Based on decades of research into both astrological reincarnation
and the history of astronomy/astrology, The Astrological Revolution
unfolds this mystery. The reader is invited to call into question
the basis of modern astrology. This basis, the tropical zodiac,
emerged through Greek astronomers from what was originally a
calendar dividing the year into twelve solar months. The fact that
ninety-eight percent of Western astrologers use the tropical zodiac
means that contemporary Western astrology is based on a calendar
system that does not reflect the actual location of the planets
against the background of the starry heavens. In other words, most
astrologers in the West are practicing a form of astrology that no
longer embodies the reality of the stars. What is needed to bring
astrology (which means the "science of the stars") back into
alignment with the stars in the heavens? The first step in an
astrological revolution that leads to true astrology is to
recognize the sidereal zodiac (sidereal meaning "related to the
stars"). In antiquity, the Babylonians, Egyptians, Greeks, Romans,
and Hindus used the sidereal zodiac, and today Hindu (Vedic)

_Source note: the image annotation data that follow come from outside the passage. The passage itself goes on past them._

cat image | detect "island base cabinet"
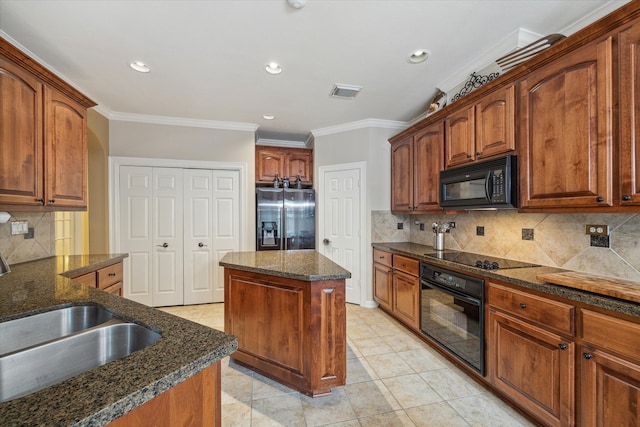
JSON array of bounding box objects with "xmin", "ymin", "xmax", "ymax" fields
[
  {"xmin": 108, "ymin": 362, "xmax": 222, "ymax": 427},
  {"xmin": 224, "ymin": 268, "xmax": 346, "ymax": 397},
  {"xmin": 488, "ymin": 309, "xmax": 575, "ymax": 426}
]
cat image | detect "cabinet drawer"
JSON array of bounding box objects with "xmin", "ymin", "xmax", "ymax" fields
[
  {"xmin": 581, "ymin": 310, "xmax": 640, "ymax": 359},
  {"xmin": 393, "ymin": 255, "xmax": 420, "ymax": 276},
  {"xmin": 488, "ymin": 283, "xmax": 575, "ymax": 335},
  {"xmin": 73, "ymin": 271, "xmax": 96, "ymax": 288},
  {"xmin": 98, "ymin": 262, "xmax": 123, "ymax": 289},
  {"xmin": 373, "ymin": 249, "xmax": 391, "ymax": 267}
]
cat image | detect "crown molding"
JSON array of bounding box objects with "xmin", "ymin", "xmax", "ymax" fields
[
  {"xmin": 256, "ymin": 138, "xmax": 309, "ymax": 148},
  {"xmin": 311, "ymin": 119, "xmax": 409, "ymax": 137},
  {"xmin": 107, "ymin": 112, "xmax": 258, "ymax": 132}
]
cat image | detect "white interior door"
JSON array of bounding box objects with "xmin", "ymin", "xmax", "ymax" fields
[
  {"xmin": 213, "ymin": 170, "xmax": 242, "ymax": 302},
  {"xmin": 151, "ymin": 168, "xmax": 184, "ymax": 307},
  {"xmin": 184, "ymin": 169, "xmax": 216, "ymax": 305},
  {"xmin": 318, "ymin": 164, "xmax": 365, "ymax": 304},
  {"xmin": 118, "ymin": 166, "xmax": 153, "ymax": 305}
]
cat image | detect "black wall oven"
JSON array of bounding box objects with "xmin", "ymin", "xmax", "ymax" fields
[{"xmin": 420, "ymin": 263, "xmax": 485, "ymax": 376}]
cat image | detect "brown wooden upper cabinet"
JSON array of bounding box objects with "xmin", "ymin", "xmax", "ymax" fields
[
  {"xmin": 391, "ymin": 121, "xmax": 444, "ymax": 214},
  {"xmin": 518, "ymin": 37, "xmax": 614, "ymax": 208},
  {"xmin": 445, "ymin": 85, "xmax": 516, "ymax": 168},
  {"xmin": 618, "ymin": 20, "xmax": 640, "ymax": 205},
  {"xmin": 0, "ymin": 38, "xmax": 95, "ymax": 210},
  {"xmin": 256, "ymin": 145, "xmax": 313, "ymax": 187}
]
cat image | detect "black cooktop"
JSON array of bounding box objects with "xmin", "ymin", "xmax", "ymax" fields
[{"xmin": 424, "ymin": 250, "xmax": 538, "ymax": 270}]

astrologers still use the sidereal zodiac. Based on
recognition-through the newly discovered rules of astrological
reincarnation, that the sidereal zodiac presents an authentic
astrological zodiac-a new practice of astrology is possible that
offers tools to reestablish a wisdom-filled astrology in the modern
world. This new astrology, based on the sidereal zodiac, is similar
to the classic sidereal form but in a modern form, as that
practiced by the three magi, who-prompted by the stars-journeyed to
Bethlehem two thousand years ago. Drawing on specific biographical
examples, The Astrological Revolution reveals new understandings of
how the starry heavens work into human destiny. For instance, the
book demonstrates the newly discovered rules of astrological
reincarnation through the previous incarnations of composer Franz
Schubert and his patron Joseph von Spaun-respectively, the Sultan
of Morocco, Abu Yusuf Ya'qub, and his erstwhile enemy, Alfonso X,
the Castilian King known as "El Sabio" (the Learned), along with
their sidereal horoscopes. Rudolf Steiner's biography is also
considered in relation to the sidereal zodiac and the rules of
astrological reincarnation. After reestablishing the sidereal
zodiac as a basis for astrology that penetrates the mystery of the
stars' relationship to human destiny, the reader is invited to
discover the astrological significance of the totality of the vast
sphere of stars surrounding the Earth. The Astrological Revolution
points to the astrological significance of the entire celestial
sphere, including all the stars and constellations beyond the
twelve zodiacal signs. This discovery is revealed by studying the
megastars, the most luminous stars of our galaxy, illustrating how
megastars show up in an extraordinary way in Christ's healing
miracles by aligning with the Sun at the time of those miraculous
events. The Astrological Revolution thus offers a spiritual-yet
scientific-path of building a new relationship to the stars.